Collective clog control: What ants can teach us about traffic flow

Peer-Reviewed Publication

American Association for the Advancement of Science (AAAS)

Observing how ants excavate their narrow underground tunnels provides new insight into how to orchestrate optimal traffic flow in confined and crowded environments, researchers say. In ants, the researchers report, behaviors such as idleness or retreating lead to optimal excavation, reducing crowdedness and flow-stopping clogs. The results reveal strategies through which large groups of task-oriented beings could move more efficiently through confined spaces.
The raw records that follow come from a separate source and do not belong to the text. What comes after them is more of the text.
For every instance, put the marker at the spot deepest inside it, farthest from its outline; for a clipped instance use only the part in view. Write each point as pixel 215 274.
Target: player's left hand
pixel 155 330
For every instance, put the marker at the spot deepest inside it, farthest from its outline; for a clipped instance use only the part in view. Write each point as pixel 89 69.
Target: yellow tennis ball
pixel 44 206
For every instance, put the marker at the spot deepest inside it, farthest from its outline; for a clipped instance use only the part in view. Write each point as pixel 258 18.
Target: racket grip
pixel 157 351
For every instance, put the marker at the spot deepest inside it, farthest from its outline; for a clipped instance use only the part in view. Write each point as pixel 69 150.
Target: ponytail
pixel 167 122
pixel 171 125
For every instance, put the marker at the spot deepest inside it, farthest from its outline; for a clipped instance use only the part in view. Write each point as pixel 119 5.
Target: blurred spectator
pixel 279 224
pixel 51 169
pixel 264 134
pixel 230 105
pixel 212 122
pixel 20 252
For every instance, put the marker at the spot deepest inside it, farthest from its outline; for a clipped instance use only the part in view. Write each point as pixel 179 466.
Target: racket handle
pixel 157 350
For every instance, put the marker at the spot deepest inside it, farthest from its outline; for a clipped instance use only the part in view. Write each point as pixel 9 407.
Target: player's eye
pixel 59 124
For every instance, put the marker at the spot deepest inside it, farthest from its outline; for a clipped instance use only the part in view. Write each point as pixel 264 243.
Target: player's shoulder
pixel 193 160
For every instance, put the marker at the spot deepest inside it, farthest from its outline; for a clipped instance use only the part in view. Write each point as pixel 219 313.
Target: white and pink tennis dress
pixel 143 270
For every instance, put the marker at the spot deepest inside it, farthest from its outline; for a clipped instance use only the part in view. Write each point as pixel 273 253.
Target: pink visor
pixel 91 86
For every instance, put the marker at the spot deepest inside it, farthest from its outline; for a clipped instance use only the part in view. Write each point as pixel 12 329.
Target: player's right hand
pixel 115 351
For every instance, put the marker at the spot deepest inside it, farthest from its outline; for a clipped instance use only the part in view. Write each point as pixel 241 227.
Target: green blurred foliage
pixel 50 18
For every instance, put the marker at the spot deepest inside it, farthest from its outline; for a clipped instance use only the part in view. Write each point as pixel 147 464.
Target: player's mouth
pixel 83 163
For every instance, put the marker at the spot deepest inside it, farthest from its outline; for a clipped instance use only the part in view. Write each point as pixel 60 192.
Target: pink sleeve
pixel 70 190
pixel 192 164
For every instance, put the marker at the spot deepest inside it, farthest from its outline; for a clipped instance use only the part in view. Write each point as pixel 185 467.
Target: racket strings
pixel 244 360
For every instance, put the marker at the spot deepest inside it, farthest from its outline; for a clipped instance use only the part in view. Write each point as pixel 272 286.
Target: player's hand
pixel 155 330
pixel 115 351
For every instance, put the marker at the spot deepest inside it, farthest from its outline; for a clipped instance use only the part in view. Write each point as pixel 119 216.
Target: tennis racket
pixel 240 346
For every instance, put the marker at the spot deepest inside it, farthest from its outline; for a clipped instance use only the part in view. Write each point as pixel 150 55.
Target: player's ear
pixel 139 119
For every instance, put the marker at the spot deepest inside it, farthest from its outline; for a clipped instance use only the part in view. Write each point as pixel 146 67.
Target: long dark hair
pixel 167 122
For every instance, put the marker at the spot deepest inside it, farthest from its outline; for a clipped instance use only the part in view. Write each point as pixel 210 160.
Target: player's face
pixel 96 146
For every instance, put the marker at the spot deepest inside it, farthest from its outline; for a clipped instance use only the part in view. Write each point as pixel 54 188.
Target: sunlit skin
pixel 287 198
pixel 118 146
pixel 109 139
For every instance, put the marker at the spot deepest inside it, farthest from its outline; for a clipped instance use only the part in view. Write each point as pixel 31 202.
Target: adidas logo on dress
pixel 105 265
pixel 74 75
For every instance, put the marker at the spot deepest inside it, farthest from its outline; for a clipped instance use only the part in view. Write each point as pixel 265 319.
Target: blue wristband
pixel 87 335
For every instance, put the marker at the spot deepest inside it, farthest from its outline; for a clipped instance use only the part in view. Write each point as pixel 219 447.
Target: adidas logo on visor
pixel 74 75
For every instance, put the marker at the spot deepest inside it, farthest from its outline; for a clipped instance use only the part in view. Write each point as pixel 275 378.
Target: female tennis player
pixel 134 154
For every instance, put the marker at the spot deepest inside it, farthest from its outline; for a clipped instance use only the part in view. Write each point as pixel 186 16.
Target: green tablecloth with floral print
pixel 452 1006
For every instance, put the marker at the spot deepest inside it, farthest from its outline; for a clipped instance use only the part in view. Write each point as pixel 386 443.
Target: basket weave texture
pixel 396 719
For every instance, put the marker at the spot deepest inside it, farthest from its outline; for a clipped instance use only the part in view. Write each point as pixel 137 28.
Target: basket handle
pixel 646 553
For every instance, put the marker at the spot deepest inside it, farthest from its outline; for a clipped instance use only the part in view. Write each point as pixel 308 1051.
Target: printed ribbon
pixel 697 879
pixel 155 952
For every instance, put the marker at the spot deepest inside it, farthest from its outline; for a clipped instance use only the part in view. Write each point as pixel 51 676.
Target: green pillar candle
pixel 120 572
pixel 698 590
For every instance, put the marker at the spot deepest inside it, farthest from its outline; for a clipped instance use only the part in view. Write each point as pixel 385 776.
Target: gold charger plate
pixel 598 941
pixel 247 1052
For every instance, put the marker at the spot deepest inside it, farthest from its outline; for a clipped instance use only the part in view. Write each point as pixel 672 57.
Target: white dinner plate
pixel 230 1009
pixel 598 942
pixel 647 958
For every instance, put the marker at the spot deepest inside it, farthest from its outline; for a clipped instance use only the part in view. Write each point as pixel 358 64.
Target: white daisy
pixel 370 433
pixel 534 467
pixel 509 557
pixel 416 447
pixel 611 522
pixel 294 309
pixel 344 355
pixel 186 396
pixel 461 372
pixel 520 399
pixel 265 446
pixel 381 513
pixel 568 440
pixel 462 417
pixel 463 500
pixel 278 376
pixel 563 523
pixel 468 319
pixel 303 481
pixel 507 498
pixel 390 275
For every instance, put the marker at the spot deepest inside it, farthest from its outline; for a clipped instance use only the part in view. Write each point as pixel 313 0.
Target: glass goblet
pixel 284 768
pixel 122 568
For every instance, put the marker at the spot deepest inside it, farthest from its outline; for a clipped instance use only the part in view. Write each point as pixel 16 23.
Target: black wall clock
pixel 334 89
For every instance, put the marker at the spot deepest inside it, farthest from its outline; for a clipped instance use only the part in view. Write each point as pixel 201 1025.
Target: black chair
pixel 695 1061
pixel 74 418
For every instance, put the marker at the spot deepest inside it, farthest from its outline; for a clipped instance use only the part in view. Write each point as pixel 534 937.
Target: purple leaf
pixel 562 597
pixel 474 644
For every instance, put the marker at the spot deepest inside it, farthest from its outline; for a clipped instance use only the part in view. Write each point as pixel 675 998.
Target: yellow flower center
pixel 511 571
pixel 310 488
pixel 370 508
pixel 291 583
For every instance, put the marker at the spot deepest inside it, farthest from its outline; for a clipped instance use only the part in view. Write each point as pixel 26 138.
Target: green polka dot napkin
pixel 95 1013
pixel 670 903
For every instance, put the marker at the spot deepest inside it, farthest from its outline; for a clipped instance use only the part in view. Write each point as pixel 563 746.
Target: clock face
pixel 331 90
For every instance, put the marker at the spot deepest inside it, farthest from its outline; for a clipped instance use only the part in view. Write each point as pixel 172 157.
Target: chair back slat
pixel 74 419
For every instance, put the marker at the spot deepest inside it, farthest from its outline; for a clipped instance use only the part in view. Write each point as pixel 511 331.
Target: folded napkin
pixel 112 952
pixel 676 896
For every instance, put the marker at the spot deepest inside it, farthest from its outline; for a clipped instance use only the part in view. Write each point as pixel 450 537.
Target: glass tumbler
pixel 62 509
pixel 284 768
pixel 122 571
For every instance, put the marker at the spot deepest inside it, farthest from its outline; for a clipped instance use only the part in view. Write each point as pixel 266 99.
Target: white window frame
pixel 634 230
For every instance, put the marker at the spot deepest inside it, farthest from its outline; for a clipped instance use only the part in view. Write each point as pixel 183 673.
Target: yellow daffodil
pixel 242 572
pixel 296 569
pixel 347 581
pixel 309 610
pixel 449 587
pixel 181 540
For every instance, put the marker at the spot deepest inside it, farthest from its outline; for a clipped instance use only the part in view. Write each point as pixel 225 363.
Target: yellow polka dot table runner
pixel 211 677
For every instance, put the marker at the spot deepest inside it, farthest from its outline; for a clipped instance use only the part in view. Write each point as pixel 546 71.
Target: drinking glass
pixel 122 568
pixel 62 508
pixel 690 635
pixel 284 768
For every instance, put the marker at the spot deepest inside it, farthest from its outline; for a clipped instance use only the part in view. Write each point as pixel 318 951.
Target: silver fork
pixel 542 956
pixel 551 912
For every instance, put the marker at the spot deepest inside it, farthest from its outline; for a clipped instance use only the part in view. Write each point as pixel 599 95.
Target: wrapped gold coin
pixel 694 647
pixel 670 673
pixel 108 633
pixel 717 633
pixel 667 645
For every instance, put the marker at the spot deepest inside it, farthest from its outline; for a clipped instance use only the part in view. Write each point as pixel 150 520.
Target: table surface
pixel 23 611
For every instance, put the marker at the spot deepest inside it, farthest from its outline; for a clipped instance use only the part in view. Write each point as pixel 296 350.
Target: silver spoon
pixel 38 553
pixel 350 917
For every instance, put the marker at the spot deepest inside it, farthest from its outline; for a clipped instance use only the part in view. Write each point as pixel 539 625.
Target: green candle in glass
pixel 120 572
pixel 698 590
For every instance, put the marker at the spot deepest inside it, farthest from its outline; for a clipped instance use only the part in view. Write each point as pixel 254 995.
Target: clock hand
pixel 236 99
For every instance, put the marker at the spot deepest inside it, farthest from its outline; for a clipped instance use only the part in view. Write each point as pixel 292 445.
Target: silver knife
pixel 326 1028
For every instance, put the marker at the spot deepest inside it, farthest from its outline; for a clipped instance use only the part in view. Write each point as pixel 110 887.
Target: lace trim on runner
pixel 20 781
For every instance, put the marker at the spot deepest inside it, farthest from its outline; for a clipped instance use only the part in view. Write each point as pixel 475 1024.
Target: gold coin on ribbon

Humans in cars confined to four lanes of a freeway is representative of how the flow of groups of things can form problematic clusters. This can in turn slow or even halt movement through a system. Though social insects like ants routinely perform tasks - such as excavating narrow tunnels - that demand a steady flow, they somehow rarely form flow-stopping clogs. To better understand how task-oriented active matter systems avoid detrimental clusters, Jeffrey Aguilar and colleagues monitored the movements of individual fire ants as they excavated. Aguilar et al. identified that certain behaviors, like low activity (idleness) or moving from the excavated tunnel to the nest's exit without removing any material (a move known as a "reversal"), reduced the prevalence and severity of clogs. What was also important to avoiding clogs was an unequal distribution of work, say the authors, with a percentage of ants doing most all of the labor. Using a cellular automata (CA) excavation model, the authors confirmed these behaviors' positive effect on excavation performance. Aguilar et al. then applied these concepts to a system of excavating robots to determine if the behaviors could be used to improve traffic in a robophysical model. Though the robots underperformed relative to the ants and the CA model, likely due to their limited mobility, the results from the related analysis do suggest ways in which dense groups can become "task capable," without getting in their own way. The strategies Aguilar's team has identified will be important in efforts to improve the movement of future engineered systems, like robot swarms tasked with removing disaster rubble, or nanorobots coursing through a bloodstream, say the authors.